O Centro de Atenção Psicossocial (CAPS) de Marabá realizou a abertura da Campanha Setembro Amarelo, de valorização da vida e prevenção ao suicídio que, neste ano, tem como tema “Conectar, Escutar e Acolher”.
A programação contou com atividades envolvendo a equipe, os pacientes e visitantes, colocando em destaque as atividades desenvolvidas no centro ao longo do ano.
O momento teve falas da psicóloga e enfermeiro sobre a importância da campanha, pacientes realizaram apresentações culturais, assim como ocorreu a montagem de um mural, exposição de fotos do dia a dia do Caps e ginástica laboral.
O tema deste ano “Conectar, escutar e acolher” surgiu a partir do que é observado no cotidiano do centro, pensando em uma escuta qualificada, na conexão com o paciente e no acolhimento humanizado.
A coordenadora do CAPS, Katiane Chaves, pontua sobre a temática e o impacto desses momentos de interação entre a comunidade interna do centro e a sociedade.

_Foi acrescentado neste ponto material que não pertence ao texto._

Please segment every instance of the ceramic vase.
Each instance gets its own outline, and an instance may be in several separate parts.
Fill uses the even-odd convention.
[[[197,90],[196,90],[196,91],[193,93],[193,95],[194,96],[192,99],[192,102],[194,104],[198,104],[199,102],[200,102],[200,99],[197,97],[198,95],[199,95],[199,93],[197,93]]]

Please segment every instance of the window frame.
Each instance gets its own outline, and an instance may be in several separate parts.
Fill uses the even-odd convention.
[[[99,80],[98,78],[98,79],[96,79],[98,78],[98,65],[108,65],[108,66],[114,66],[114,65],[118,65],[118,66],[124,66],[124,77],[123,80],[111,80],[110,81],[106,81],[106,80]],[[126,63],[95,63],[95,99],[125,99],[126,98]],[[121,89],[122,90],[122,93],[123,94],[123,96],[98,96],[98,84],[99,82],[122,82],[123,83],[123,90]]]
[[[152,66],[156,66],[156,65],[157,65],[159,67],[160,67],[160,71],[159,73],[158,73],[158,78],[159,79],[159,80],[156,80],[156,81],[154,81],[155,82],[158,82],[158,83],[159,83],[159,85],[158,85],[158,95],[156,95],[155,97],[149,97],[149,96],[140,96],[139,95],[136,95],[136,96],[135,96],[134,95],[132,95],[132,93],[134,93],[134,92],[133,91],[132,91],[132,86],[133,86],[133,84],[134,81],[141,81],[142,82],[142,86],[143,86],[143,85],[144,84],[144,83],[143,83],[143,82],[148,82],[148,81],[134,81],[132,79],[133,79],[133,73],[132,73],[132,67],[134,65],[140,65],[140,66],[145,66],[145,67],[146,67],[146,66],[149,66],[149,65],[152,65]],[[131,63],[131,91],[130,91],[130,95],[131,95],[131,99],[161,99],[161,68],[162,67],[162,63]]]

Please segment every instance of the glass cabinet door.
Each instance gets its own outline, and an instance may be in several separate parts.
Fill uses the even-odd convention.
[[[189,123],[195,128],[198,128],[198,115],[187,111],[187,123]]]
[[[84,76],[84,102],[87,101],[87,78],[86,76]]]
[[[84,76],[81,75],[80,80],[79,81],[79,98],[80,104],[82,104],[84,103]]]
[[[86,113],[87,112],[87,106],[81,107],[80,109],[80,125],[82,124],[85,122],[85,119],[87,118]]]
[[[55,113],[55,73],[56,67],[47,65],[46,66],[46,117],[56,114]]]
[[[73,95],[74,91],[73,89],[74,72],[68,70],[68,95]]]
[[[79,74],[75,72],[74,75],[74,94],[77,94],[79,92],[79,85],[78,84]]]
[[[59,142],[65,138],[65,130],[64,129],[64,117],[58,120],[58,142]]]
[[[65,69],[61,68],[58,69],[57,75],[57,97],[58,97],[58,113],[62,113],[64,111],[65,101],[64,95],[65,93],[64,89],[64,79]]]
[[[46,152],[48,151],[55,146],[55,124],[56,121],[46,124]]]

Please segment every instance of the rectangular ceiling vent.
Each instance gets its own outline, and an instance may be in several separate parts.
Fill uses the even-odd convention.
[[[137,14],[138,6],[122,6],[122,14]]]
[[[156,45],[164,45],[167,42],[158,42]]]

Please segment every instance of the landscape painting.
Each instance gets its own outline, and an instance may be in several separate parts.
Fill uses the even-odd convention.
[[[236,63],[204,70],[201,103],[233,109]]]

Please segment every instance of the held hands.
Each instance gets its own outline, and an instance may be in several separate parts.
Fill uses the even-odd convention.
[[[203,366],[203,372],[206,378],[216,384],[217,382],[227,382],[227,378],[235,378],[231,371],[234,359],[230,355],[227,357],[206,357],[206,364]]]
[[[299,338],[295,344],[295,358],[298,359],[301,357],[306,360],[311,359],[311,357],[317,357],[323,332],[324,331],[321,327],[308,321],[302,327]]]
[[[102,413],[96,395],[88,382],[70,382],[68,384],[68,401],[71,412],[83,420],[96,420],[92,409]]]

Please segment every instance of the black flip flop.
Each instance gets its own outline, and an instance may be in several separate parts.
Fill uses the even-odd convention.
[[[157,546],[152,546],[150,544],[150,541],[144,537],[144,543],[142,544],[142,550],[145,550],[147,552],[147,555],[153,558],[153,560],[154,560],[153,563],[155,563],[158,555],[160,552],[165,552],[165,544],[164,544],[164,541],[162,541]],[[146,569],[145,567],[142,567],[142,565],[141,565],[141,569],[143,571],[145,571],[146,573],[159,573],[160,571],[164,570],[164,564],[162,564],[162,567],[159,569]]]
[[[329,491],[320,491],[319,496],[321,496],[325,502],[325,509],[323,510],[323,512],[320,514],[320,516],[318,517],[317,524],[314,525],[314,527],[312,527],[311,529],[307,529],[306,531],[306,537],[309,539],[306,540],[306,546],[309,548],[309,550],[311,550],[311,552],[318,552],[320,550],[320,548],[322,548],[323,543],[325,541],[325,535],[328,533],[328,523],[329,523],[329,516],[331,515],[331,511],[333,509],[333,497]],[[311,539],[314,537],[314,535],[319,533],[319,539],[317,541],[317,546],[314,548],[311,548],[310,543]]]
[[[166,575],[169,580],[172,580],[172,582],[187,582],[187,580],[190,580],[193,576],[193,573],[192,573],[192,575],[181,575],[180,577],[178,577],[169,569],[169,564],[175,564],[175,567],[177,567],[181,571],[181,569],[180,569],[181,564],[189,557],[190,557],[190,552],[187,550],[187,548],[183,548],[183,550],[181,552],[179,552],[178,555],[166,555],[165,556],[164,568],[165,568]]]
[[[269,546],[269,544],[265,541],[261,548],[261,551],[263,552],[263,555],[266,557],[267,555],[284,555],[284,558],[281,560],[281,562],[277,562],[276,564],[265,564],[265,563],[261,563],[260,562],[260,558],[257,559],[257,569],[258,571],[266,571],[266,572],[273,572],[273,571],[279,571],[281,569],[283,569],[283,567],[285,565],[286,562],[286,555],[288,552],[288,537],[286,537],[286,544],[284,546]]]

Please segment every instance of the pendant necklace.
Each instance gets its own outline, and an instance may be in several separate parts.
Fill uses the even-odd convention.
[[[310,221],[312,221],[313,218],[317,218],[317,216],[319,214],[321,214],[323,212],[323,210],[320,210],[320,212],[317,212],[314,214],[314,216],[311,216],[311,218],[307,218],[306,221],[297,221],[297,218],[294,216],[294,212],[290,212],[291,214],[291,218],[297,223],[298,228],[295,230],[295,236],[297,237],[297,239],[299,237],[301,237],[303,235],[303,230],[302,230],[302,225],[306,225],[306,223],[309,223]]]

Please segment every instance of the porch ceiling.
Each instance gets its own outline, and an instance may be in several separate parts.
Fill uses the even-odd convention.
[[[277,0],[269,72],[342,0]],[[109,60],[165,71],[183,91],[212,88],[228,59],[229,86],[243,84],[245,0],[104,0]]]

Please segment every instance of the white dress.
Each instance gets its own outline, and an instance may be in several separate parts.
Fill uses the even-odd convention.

“Então, a gente trouxe da nossa realidade, do dia a dia, das necessidades dos nossos pacientes esse tema. Muito importante momentos como esse para evidenciar as ações realizadas durante todo o ano, mas é claro que é oportuno para que a população em geral identifique a importância de se trabalhar diariamente esse conectar, escutar e acolher. Começa em casa, na base familiar e estende para a sociedade”, ressalta.
Para a psicóloga Kettele Albuquerque, a Campanha Setembro Amarelo trabalha a valorização da vida não apenas durante este mês, mas reforça esse chamado para todos os dias do ano, o que é a missão do Caps, que atua no segmento da saúde mental. É fazer com que as pessoas que as pessoas conheçam mais o serviço e saibam como proteger a saúde mental.


“Uma programação pensando nisso. Como a gente pode valorizar a vida através da música, da arte, que ela nos atravessava e nos traz tranquilidade, nos traz um momento de felicidade, também através das atividades laborais com o corpo, que gera dopamina, seroronina. E o vínculo também com os amigos, familiares e rede de apoio. Trabalhar o Setembro Amarelo é trabalhar essa vida que passa por nós e a gente não percebe. O que estou fazendo por mim? O que posso fazer pelo outro? Trabalhar a prevenção ao suicídio é isso”, destaca a psicóloga.
O enfermeiro psiquiátrico Joel Roberto Marinho, que faz parte da equipe do Caps e também idealizou a programação, avalia que além dos pacientes, as pessoas do entorno da pessoa atendida precisam estar envolvidas para que a mensagem sobre a saúde mental alcance amplamente a sociedade.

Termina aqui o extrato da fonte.